|Home | About | Journals | Submit | Contact Us | Français|
We demonstrate the use of capillary zone electrophoresis with an electrokinetically pumped sheath-flow electrospray interface for the analysis of a tryptic digest of a sample of intermediate protein complexity, the secreted protein fraction of Mycobacterium marinum. For electrophoretic analysis, 11 fractions were generated from the sample using reversed phase liquid chromatography; each fraction was analyzed by CZE-ESI-MS/MS, and 334 peptides corresponding to 140 proteins were identified in 165 min of mass spectrometer time at 95% confidence (FDR<0.15%). In comparison, 388 peptides corresponding to 134 proteins were identified in 180 min of mass spectrometer time by triplicate UPLC-ESI-MS/MS analysis each using 250 ng of the unfractionated peptide mixture at 95% confidence (FDR<0.15%). 62% of peptides identified in CZE-ESI-MS/MS and 67% in UPLC-ESI-MS/MS were unique. CZE-ESI-MS/MS favored basic and hydrophilic peptides with low molecular mass. Combining the two data sets increased the number of unique peptides by 53%. Our approach identified more than twice as many proteins as the previous record for CE proteome analysis. CE-ESI-MS/MS is a useful tool for the analysis of proteome samples of intermediate complexity.

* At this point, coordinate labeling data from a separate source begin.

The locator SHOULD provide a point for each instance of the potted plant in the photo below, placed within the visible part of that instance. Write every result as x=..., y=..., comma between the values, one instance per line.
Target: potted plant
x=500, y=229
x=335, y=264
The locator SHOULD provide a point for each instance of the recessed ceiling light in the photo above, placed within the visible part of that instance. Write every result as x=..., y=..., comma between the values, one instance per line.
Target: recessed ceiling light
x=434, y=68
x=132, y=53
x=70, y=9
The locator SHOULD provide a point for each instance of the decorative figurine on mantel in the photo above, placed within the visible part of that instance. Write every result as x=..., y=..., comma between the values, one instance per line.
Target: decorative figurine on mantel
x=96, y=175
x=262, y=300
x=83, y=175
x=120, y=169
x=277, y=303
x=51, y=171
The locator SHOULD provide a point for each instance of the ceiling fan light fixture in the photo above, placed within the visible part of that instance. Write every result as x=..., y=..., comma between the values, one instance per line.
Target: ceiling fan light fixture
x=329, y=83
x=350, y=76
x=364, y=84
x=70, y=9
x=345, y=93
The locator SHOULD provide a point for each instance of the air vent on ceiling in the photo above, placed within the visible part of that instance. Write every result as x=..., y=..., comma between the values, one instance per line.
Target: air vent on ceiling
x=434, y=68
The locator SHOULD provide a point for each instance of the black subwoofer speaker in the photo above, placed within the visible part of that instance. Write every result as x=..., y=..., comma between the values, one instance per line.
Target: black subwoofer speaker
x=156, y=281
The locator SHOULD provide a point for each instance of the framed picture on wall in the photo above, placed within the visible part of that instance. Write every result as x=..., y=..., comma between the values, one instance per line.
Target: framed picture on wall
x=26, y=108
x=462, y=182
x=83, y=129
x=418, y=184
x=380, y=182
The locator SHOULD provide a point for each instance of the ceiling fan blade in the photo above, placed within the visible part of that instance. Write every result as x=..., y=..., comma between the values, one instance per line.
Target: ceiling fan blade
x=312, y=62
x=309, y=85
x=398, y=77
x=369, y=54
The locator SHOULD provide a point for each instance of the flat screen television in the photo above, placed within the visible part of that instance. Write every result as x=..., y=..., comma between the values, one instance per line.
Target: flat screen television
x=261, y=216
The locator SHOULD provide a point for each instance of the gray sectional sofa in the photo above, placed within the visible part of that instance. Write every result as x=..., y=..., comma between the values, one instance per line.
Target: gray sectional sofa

Commercial liquid chromatography is routinely used as a separation technique in bottom-up proteomics.1–8 Very long gradient elution separations often produce extraordinary peak capacity and resolving power.9 In two notable examples, Zhou et al. recently developed an automated 3-D (RP-SAX-RP) LC-MS/MS platform and identified over 4000 unique proteins from 5 μg of total yeast lysate in a single 200 hour acquisition.10 Thakur et al. reported a 50 cm column (i.d. 75 μm) packed with 1.8 μm C18 beads and identified 5000 proteins in a triplicate 8 hour gradients.11
Despite the impressive performance of liquid chromatographic separation for proteomic analysis, it is desirable to employ a complementary separation method that does not rely on reversed phase separation. Capillary electrophoresis (CE) provides an intriguing alternative. Capillary zone electrophoresis (CZE), the simplest CE mode, separates analyte by their charge-to-size ratio in buffers under a high electrical field. CZE-MS was first reported by Smith et al. in 1987,12 and has received attention for MS-based proteomics.
Most examples consider the analysis of standard peptides or the tryptic digest of a few standard proteins, and relatively few describe the use of CZE for the analysis of complex proteomic samples. Lindner et al. recently reported a sheathless CZE-ESI-MS system and compared it to UPLC-ESI-MS by analyzing a rat testis linker histone protein sample digested by endoproteinase Arg-C.13 The total analysis time of CZE-ESI-MS was shorter than nano-HPLC-ESI-MS and identified more low molecular mass peptides. Eight non-histone H1 proteins were identified from the sample by capillary electrophoresis, whereas 23 proteins were identified by LC using a 10X larger sample loading.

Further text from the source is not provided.